Comparative cost-effectiveness of mailed fecal immunochemical testing (FIT)-based interventions for increasing colorectal cancer screening in the medicaid population

Colorectal Cancer

Cancer. 2020 Jul 20. doi: 10.1002/cncr.32992. Online ahead of print.


BACKGROUND: Mailed reminders to promote colorectal cancer (CRC) screening by fecal immunochemical testing (FIT) have been shown to be effective in the Medicaid population, in which screening is underused. However, little is known regarding the cost-effectiveness of these interventions, with or without an included FIT kit.

METHODS: The authors conducted a cost-effectiveness analysis of a randomized controlled trial that compared the effectiveness of a reminder + FIT intervention versus a reminder-only intervention in increasing FIT screening. The analysis compared the costs per person screened for CRC screening associated with the reminder + FIT versus the reminder-only alternative using a 1-year time horizon. Input data for a cohort of 35,000 unscreened North Carolina Medicaid enrollees ages 52 to 64 years were derived from the trial and microcosting. Inputs and outputs were estimated from 2 perspectives-the Medicaid/state perspective and the health clinic/facility perspective-using probabilistic sensitivity analysis to evaluate uncertainty.

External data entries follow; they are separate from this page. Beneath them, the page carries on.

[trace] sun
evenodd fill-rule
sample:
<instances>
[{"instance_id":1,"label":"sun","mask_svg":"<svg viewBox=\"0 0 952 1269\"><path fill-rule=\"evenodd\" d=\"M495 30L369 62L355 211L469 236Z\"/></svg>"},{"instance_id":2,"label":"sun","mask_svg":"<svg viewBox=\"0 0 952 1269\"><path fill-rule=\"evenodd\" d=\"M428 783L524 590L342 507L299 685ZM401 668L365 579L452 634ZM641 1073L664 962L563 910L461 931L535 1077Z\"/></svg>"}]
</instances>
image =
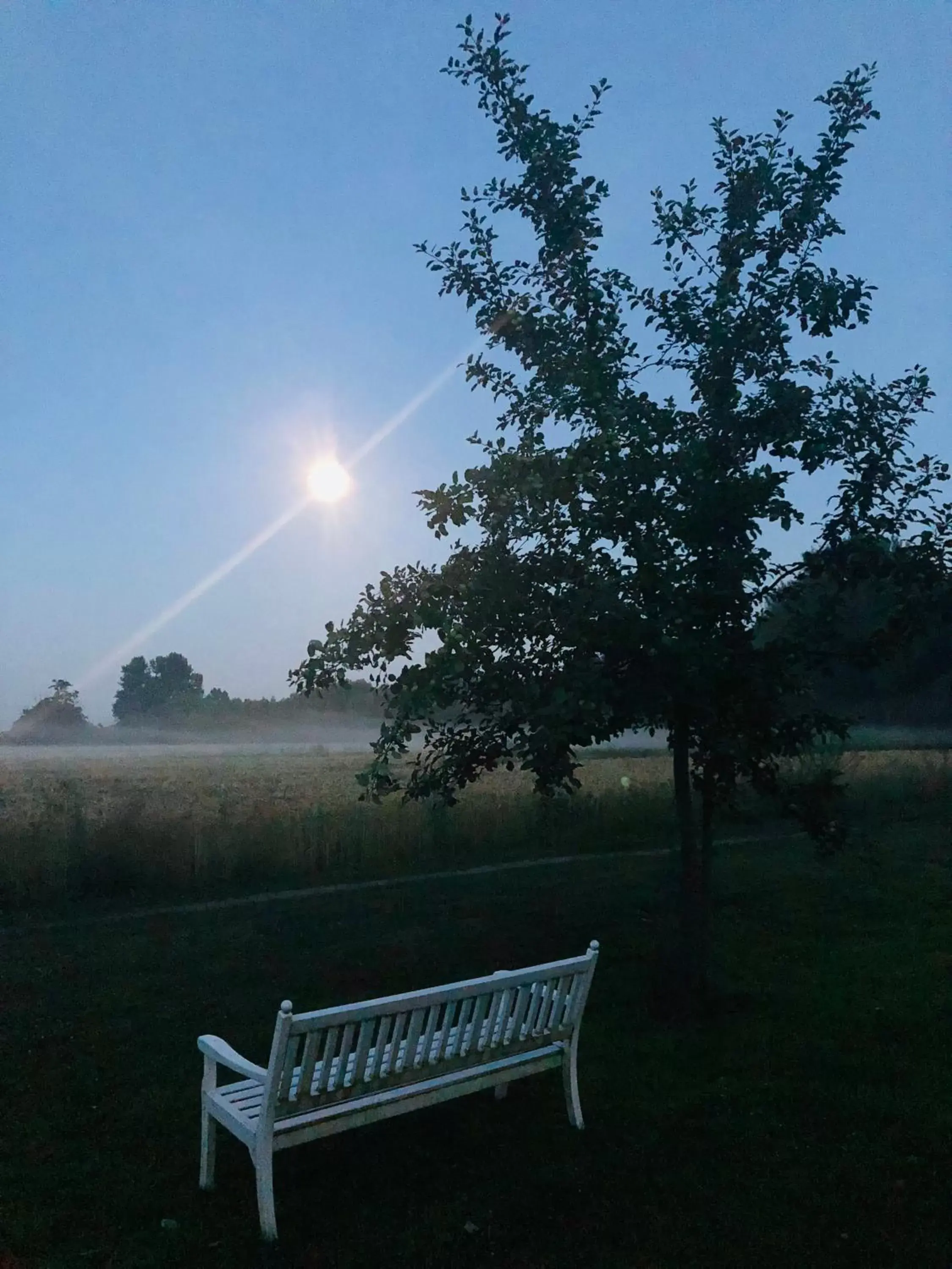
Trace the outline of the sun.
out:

RESULTS: The anticipated number of CRC screenings, including both FIT and screening colonoscopies, was higher for the reminder + FIT alternative (n = 8131; 23.2%) than for the reminder-only alternative (n = 5533; 15.8%). From the Medicaid/state perspective, the reminder + FIT alternative dominated the reminder-only alternative, with lower costs and higher screening rates. From the health clinic/facility perspective, the reminder + FIT versus the reminder-only alternative resulted in an incremental cost-effectiveness ratio of $116 per person screened.

CONCLUSIONS: The reminder + FIT alternative was cost saving per additional Medicaid enrollee screened compared with the reminder-only alternative from the Medicaid/state perspective and likely cost-effective from the health clinic/facility perspective. The results also demonstrate that health departments and state Medicaid programs can efficiently mail FIT kits to large numbers of Medicaid enrollees to increase CRC screening completion.